Technical Tips
Understanding Unicode
David Mertz, Ph.D.
February, 2001
Unicode provides a unified means of representing character sets across languages, and makes multi-language and multi-national computing much more transparent. This article provides some background on the development of Unicode, and some beginning hints on working with Unicode.
Some Background On Characters
Before we see what Unicode is, it makes sense to step back slightly to think about just what it means to store "characters" in digital files. Anyone who uses a tool like a text editor usually just thinks of what they are doing as entering some characters--numbers, letters, punctuation, etc. But behind the scene a little bit more is going on. "Characters" that are stored on digital media must be stored as sequences of ones and zeros, and some encoding and decoding must happen to make these ones and zeros into characters we see on a screen or type in with a keyboard.

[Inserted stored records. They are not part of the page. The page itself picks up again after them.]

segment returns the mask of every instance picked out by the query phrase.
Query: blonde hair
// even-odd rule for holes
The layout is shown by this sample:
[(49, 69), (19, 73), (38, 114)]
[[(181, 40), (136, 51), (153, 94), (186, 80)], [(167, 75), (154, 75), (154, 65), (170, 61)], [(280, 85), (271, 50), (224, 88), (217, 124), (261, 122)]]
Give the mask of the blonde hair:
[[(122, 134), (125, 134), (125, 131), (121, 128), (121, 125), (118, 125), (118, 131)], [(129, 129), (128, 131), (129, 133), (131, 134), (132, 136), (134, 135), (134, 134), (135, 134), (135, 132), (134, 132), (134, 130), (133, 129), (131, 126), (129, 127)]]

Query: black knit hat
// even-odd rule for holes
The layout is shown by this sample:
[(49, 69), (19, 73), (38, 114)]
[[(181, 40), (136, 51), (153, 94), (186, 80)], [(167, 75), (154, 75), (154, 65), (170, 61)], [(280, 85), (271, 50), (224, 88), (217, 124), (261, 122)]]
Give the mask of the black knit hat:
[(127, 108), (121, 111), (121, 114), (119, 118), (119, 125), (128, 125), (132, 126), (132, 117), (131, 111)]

Sometime around the 1960s, a few decisions were made about just what ones and zeros (bits) would represent characters. One important choice that most modern computer users give no thought to was the decision to use 8-bit bytes on nearly all computer platforms. In other words, bytes have 256 possible values. Within these 8-bit bytes, a consensus was reached to represent one character in each byte. So at that point, computers needed a particular encoding of characters into byte values; there were 256 "slots" available, but just which character would go in each slot? The most popular encoding developed was Bob Bemers' American Standard Code for Information Interchange (ASCII), which is now specified in exciting standards like ISO-14962-1997 and ANSI-X3.4-1986(R1997). But other options, like IBM's mainframe EBCDIC linger on, even now.

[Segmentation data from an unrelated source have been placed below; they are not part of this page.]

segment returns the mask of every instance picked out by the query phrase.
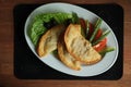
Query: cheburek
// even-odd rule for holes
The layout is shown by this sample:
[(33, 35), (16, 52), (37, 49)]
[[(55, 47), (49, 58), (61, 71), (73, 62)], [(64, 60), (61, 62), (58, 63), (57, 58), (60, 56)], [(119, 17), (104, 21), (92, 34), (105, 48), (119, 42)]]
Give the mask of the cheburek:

ASCII itself is of somewhat limited extent. Only the values of the lower-order 7-bits of each byte might contain ASCII encoded characters. The top 7-bits worth of positions (128 of them) are "reserved" for other uses (back to this). So, for example, a byte that contains "01000001" might be an ASCII encoding of the letter "A", but a byte containing "11000001" cannot be an ASCII encoding of anything. Of course, a given byte may or may not actually represent a character; if it is part of a text file, it probably does, but if it is part of object code, a compressed archive, or other binary data, ASCII decoding is misleading. It depends on context.
The reserved top 7-bits in common 8-bit bytes have been used for a number of things in a character-encoding context. On traditional textual terminals (and printers, etc.) it has been common to allow switching between codepages on terminals to allow display of a variety of national language characters (and special characters like box-drawing borders), depending on the needs of a user. In the world of internet communications, something very similar to the codepage system exists with the various ISO-8859-* encodings. What all these systems do is assign a set of characters to the 128 slots that ASCII reserves for other uses. These might be accented roman characters (used in many Western European languages), they might be non-roman character sets like Greek, Cyrillic, Hebrew, or Arabic (or in the future, Thai and Hindi). By using the right codepage, 8-bit bytes can be made quite suitable for encoding reasonable sized (phonetic) alphabets.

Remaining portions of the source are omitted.